LLM Notes
A few notes on the current state of large language models (LLMs) as of June 2025, focusing on their capabilities, use cases, and my personal recommendations.
Use Cases
Creative Writing / Brainstorming / Ideation / Divergent Thinking
For creative tasks, I recommend OpenAI’s o3 model.
Code Generation / Debugging / Refactoring / Structured Output / Documentation
My current go-to is Google’s Gemini 2.5 Pro model.
Note: VSCode Copilot integration can be flaky with Gemini 2.5 Pro, occasionally hitting errors and rate limits.
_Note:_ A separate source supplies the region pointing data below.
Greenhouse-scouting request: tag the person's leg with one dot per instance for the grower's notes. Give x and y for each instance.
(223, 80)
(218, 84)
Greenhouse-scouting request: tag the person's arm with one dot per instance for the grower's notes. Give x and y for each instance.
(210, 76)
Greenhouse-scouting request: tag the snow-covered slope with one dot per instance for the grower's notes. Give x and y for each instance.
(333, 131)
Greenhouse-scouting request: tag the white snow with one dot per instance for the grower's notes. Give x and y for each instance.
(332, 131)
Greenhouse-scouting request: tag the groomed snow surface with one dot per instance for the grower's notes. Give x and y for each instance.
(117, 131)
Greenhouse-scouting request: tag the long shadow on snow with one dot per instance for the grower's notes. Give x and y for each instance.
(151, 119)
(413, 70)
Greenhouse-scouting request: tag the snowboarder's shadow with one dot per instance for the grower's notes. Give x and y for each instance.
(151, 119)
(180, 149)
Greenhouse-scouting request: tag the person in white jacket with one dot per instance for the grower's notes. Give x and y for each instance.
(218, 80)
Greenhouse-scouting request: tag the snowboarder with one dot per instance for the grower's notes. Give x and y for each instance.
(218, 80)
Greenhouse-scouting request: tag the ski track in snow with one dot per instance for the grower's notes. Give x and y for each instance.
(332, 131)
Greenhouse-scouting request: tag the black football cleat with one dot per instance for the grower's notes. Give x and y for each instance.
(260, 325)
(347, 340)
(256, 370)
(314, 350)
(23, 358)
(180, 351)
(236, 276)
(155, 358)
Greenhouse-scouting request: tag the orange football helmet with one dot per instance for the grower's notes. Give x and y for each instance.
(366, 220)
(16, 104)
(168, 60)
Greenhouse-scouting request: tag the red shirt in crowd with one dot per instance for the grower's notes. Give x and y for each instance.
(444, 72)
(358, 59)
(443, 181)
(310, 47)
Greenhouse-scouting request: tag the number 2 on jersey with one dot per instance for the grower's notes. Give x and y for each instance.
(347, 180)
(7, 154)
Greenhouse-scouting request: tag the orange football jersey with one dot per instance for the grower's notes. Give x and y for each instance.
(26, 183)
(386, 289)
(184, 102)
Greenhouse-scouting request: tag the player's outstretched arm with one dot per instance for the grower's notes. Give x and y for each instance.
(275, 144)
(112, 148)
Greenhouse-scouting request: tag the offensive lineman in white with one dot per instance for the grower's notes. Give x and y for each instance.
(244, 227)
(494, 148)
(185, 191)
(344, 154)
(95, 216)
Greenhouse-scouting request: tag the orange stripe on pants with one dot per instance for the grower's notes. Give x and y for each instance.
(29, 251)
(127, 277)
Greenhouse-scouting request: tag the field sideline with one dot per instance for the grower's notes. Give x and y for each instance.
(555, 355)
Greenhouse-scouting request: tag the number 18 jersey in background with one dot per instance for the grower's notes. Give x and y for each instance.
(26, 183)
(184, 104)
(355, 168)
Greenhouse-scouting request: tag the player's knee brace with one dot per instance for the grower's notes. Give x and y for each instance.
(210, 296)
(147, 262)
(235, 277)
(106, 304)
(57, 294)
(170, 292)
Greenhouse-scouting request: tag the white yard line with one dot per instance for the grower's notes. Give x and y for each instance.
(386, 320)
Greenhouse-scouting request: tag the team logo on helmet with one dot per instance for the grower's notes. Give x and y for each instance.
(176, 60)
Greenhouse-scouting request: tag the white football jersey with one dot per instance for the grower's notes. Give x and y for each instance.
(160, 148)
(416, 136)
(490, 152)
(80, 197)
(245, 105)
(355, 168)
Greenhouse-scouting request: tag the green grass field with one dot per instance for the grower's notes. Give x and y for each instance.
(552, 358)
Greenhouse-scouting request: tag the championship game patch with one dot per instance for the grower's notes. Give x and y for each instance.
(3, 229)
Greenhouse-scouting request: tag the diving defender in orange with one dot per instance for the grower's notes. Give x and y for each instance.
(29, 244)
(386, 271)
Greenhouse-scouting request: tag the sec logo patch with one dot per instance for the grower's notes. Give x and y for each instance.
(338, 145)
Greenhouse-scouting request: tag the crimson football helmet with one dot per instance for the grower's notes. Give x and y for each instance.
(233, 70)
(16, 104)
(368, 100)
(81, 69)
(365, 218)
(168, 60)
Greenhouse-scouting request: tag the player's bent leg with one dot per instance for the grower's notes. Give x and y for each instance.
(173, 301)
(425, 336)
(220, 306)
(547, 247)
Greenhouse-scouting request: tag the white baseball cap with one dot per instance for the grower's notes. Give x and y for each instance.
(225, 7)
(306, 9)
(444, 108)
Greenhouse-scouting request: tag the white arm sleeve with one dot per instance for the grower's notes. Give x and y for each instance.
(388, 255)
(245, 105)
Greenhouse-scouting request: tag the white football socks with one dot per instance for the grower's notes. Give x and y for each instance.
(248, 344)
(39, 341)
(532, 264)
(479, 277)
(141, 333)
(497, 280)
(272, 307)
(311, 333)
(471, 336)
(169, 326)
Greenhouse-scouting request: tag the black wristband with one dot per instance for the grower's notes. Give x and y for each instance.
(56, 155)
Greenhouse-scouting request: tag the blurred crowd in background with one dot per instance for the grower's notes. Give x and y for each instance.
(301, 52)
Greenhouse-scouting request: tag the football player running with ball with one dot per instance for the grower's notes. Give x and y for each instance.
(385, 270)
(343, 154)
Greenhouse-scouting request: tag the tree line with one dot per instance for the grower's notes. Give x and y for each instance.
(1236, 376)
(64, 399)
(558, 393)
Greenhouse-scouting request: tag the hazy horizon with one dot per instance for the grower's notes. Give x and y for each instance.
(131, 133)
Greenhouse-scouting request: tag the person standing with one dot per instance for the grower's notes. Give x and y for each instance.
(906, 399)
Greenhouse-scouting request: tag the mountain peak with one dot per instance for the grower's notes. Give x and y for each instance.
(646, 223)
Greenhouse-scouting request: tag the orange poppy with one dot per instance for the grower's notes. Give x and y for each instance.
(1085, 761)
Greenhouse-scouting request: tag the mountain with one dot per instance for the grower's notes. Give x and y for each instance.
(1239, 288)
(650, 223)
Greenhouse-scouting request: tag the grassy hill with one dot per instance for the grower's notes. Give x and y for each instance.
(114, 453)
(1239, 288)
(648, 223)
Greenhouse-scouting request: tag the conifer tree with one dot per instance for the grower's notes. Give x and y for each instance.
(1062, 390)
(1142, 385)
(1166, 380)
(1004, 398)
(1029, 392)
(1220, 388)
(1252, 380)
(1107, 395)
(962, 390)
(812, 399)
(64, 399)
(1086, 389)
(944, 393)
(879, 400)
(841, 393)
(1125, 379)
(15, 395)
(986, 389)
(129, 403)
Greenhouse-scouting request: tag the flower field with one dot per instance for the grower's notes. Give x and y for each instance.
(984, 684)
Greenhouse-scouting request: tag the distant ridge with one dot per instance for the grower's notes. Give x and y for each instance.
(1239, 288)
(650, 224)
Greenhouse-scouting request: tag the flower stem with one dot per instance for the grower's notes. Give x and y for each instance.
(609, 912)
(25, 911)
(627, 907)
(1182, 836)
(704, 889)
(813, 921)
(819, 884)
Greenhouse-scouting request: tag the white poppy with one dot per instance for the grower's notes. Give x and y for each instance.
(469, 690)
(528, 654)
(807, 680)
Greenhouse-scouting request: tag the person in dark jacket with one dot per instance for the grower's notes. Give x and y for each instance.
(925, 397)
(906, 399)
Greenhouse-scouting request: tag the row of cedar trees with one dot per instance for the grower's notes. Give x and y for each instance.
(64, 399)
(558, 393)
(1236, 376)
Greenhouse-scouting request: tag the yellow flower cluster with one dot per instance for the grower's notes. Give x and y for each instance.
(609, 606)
However, Gemini’s large context window provides a significant advantage for larger codebases.
I’ve used Anthropic’s Claude models extensively, though they’re no longer my first choice:
- Claude 3.5 - Relatively reliable and consistent
- Claude 3.7 - Performs well but tends to lose focus on complex tasks - context and clear instructions are important.
- Claude 4 - Shows improvement over 3.7, but lacks the consistency of 3.5
As a fallback for code generation and debugging when hitting VSCode’s Gemini issues, I switch to OpenAI’s GPT-4.1 model.
2025-Q2 Gen-AI Guide
Vendor | Models (June 2025) | Max Context | Best At |
---|---|---|---|
OpenAI | GPT-4.1 | 1M tokens | Code & structured work, logic |
o3 | 200k | Creative writing, brainstorming, ideation | |
Gemini 2.5 Pro | 1M | Code, large codebases, large context prompts | |
Gemini 2.5 Flash | 128k | Speed! ⚡️ | |
Anthropic | Claude 4.0 Sonnet | 200k | Code & structured work, logic |
Claude 3.7 Sonnet | 200k | Code & structured work, logic | |
Claude 3 Opus | 200k | Code & structured work, logic | |
Meta | Llama 4 Scout (open) | 10M/1M | Private LLM use cases, local deployment |
xAI | Grok 3 | 130k | |
DeepSeek | V3-0324 (open) | 64k | Cost-sensitive experimentation |
Model Provider Details
OpenAI
- o3 - Advanced creative writing, brainstorming, ideation
- GPT-4.1 - Code generation, debugging, refactoring, structured output, documentation
- GPT-4o - Multimodal, agent-ready, advanced reasoning
- GPT-4 - Previous generation, still capable
Anthropic
Anthropic’s models have been consistently strong for coding tasks.
- Claude (Wikipedia)
- Claude 4.0 Sonnet - Released May 22, 2025
- Claude 3.7 Sonnet - Released February 24, 2025
- Claude 3.5 Sonnet - Released June 20, 2024
Google has made significant advances with their Gemini models in 2025, now leading in code generation and large context processing.
- Gemini (Wikipedia)
- Gemini 2.5 Pro - Released June 2025
Decoding OpenAI’s Labels
Label | Translation |
---|---|
o* | “Omni” = multimodal & agent-ready |
4.1 | Latest GPT-4 weights (biggest brain) |
mini / nano | Fewer parameters → lower cost & latency |
Note: Snapshot suffixes (e.g., -0425) indicate the date of frozen weights; expect slight tone variations between snapshots.
Key Takeaways
- Open-source models have matured significantly. Llama 4 Scout can handle many production RAG workloads.
- Benchmark performance can be misleading. Always test with your specific use cases; vendor capabilities evolve rapidly.
- “Context” refers to how much source material the model can process in a single request.